Submitting Jobs #
Slurm Workload Manager #
Orca uses the Slurm Workload Manager for job control and management. Slurm allows you to submit jobs that run on the compute nodes. Using Slurm, you can run an interactive session or submit batch jobs. In both cases, you can specify which resources (CPUs, GPUs, memory) you need to run your job.
Note
For a detailed introduction to Slurm, visit the Slurm Quick Start User Guide.
Specifying Job Resources #
Each job you submit (whether it is an interactive or batch job) should specify the resources needed by the job.
These resources include: number of CPU cores, number (and type) of GPUs, memory, and time limit.
These can be specified either via command-line arguments (to salloc for interactive jobs) or via batch script options (for submitting batch jobs).
Info
Unless explicitly requested, jobs on Orca will not have access to GPUs and will be allocated only one CPU core per node. To request more resources, use the options as described below.

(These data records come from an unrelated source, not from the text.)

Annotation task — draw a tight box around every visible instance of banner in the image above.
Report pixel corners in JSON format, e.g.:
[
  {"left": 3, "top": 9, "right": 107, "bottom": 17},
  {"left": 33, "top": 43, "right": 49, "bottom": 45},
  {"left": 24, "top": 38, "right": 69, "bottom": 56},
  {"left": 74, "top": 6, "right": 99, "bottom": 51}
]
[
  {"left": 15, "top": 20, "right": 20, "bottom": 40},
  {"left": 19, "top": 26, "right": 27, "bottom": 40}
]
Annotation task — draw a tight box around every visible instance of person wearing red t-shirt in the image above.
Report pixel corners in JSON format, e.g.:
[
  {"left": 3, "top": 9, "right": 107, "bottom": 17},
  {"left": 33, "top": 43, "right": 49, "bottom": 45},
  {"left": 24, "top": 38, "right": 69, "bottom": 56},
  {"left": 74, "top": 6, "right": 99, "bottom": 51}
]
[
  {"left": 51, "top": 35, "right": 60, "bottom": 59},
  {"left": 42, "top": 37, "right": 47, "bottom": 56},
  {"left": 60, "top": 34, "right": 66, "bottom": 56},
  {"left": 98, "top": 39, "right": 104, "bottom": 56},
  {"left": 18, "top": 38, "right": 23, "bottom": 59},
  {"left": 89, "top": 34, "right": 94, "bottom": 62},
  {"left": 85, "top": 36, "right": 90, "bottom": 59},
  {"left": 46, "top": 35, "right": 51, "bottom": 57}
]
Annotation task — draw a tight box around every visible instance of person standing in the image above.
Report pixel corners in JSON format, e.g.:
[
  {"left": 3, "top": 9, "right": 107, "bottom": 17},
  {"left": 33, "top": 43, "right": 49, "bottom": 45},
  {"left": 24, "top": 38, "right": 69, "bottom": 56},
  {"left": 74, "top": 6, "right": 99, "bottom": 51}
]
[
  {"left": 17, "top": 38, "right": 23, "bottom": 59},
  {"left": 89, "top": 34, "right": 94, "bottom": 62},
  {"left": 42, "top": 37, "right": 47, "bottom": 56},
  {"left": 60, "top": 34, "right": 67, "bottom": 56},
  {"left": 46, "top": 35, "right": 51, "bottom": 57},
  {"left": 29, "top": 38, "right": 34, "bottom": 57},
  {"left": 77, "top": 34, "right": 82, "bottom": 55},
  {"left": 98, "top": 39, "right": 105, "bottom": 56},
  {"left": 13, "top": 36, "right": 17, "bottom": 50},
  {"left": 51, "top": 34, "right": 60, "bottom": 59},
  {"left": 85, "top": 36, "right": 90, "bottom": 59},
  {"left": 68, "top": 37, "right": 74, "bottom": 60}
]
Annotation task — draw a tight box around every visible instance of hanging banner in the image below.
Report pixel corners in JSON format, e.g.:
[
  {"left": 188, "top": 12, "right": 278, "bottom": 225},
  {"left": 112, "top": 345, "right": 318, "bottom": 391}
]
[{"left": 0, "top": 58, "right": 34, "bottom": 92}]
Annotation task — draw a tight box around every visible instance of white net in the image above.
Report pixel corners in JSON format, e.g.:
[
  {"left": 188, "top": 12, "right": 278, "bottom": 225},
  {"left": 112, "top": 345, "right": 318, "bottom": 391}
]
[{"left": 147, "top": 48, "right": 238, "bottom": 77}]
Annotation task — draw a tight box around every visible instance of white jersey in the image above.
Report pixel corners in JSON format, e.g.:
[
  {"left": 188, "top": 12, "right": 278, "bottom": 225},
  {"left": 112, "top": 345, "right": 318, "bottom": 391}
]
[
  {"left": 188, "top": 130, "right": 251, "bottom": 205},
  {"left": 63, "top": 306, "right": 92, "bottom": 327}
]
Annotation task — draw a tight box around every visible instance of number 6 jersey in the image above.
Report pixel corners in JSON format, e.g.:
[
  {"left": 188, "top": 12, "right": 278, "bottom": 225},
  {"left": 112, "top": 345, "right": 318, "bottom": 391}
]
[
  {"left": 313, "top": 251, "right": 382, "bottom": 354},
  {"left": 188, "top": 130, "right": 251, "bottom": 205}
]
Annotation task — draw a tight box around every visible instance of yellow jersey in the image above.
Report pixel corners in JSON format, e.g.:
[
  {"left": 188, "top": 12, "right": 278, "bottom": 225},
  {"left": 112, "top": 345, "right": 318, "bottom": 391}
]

| Resource | Option | Notes |
|---|---|---|
| CPU Cores | --ntasks=<num> |
To request <num> CPU cores total for the job (or shorthand -n <num>). |
| GPUs | --gres=gpu:<num> |
To request <num> GPUs per node. Specific GPUs can be specified via --gres=gpu:l40s:<num> or --gres=gpu:a30:<num>. See Binding GPUs to Parallel Jobs. |
| Memory (Per Node) | --mem=<size>[unit] |
unit is one of K, M, G, T (for KB, MB, GB, and TB; defaults to MB if omitted). The special case --mem=0 requests all the memory on each node. |
| Memory (Per CPU Core) | --mem-per-cpu=<size>[unit] |
unit is as above. |
| Nodes | --nodes=<num> |
To request <num> nodes (or shorthand -N <num>). Note: by default, each node will only be allocated 1 CPU core (out of 64 per node). To request more CPU cores, specify also --ntasks. |
| Time | --time=<min> |
For a time limit of <min> minutes (or shorthand -t <min>). |
Examples #
The following examples show how to request an interactive session with a variety of resources.
- To request a job with 10 CPU cores
salloc --ntasks=10
- To request a job with access to one GPU
salloc --gres=gpu:1
- To request all the cores and memory on a single node (
--mem=0requests all the memory per node)salloc --nodes=1 --ntasks=64 --mem=0
- To request a single L40S GPU
salloc --gres=gpu:l40s:1
- To request eight A30 GPUs across two compute nodes (with one CPU core per GPU)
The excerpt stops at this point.